Il faut dire que le climat que les ex-combattants ninjas font régner dans la plupart des localités du Pool est tel que des actes de provocation et de simples accidents de la route peuvent mettre le feu aux poudres. Dans de nombreuses localités très peuplées, la force publique est absente. Les ex-combattants ninjas, ayant encore leurs armes, imposent alors leur loi. En témoigne ce qui s’est passé le 1er janvier 2009, à Loulombo, une localité située sur le chemin de fer. Alors qu’un train-marchandises venait de s’immobiliser à la gare, avec à bord, trois unités des éléments des Forces armées congolaises à destination de Loutété, dans le département de la Bouenza, un ex-combattant ninja a vidé le chargeur de sa Kalachnikov à quelques dix mètres de la rame du train, en tirant des rafales. Le pire a été évité, grâce à la maîtrise de soi du chef de convoi qui n’a pas cédé à la provocation.

Dans la nuit du 31 décembre 2008, un ninja ayant pris un verre de trop, à bord d’une moto communément appelé Djakarta, a volontairement percuté un militaire des F.a.c. Ce dernier a été conduit d’urgence à l’hôpital. Ces jours ne sont pas en danger. Cet incident a créé un climat de peur, quant à ce qui pouvait arriver dans le village, le jour du nouvel an. Plus de peur que de mal, le camp de la paix l’a emporté sur les partisans du désordre.
Signalons, enfin, l’assassinat crapuleux d’une jeune fille par un ex-combattant ninja, qui était son copain, le dimanche 4 janvier 2009, à Massembo-Loubaki, village situé sur le chemin de fer, dans le district de Mindouli.

Au regard de tous ces actes de banditisme, force est de constater qu’aujourd’hui, les ex-combattants ninjas, détenant toujours leurs armes de guerre, continuent de maltraiter les paisibles populations. Le chemin de fer est l’illustration la plus grave de la terreur qu’ils continuent d’entretenir dans les villages de ce département. Si les militaires convoient les trains-marchandises, les ninjas, eux, s’occupent des trains-voyageurs et… salut les exactions, dans tout le parcours ferroviaire du Pool.

Le conseil départemental du Pool va se réunir le mois prochain. Mettra-t-il, à son ordre du jour, l’épineux problème de l’insécurité résiduelle mais persistante dans ce département, à cause des ex-combattants toujours armés ? En tout cas, son implication dans le programme de désarmement et réinsertion des ex-combattants apporterait, sans doute, une réponse efficace à cette question. D’autant plus que Frédéric Ntumi Bintsamou, le président du C.n.r (Conseil national des républicains), l’ex-rebelle qui a entretenu la milice ninja-nsiloulou, est, aujourd’hui, membre du conseil départemental du Pool.
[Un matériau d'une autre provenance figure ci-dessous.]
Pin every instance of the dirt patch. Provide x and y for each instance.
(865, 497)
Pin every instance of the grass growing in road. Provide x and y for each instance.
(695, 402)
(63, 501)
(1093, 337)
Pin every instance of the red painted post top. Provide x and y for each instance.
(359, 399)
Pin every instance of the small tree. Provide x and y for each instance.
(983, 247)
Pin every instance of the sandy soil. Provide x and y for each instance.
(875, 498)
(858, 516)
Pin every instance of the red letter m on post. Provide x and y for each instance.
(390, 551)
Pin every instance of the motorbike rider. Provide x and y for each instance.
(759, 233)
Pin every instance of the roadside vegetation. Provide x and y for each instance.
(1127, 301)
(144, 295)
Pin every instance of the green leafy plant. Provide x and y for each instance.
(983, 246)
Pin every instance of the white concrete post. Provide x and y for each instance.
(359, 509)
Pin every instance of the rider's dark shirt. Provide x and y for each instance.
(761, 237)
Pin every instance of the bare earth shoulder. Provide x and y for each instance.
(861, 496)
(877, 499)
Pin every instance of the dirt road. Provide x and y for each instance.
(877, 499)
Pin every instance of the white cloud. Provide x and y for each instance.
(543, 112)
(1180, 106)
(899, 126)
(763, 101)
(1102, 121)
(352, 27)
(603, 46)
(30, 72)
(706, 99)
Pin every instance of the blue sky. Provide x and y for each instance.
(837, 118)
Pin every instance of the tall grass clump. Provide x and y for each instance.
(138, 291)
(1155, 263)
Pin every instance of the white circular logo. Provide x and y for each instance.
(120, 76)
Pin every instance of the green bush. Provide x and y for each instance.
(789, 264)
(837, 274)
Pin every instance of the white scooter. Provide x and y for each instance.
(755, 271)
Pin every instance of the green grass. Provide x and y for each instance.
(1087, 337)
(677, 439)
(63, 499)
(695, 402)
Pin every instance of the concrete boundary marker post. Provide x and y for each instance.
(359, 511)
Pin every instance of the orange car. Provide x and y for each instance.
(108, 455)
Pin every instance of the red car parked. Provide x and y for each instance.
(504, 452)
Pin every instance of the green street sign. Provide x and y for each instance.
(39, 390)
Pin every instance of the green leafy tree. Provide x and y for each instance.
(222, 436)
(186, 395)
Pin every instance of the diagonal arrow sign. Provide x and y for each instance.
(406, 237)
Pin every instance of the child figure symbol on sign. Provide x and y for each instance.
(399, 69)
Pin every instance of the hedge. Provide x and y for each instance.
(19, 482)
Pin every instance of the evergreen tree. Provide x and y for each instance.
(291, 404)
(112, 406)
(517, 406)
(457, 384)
Voilà une occasion propice, de traiter avec lui, la question du désarmement de ses anciens miliciens, après les valses hésitations qui caractérisent son attitude vis-à-vis du haut-commissariat à la réinsertion des ex-combattants. En tout cas, dans le Pool, département qui ressemble, toutes proportions gardées, à l’Est de la RDC, le retour de la paix véritable nécessite encore une grande mobilisation de tous.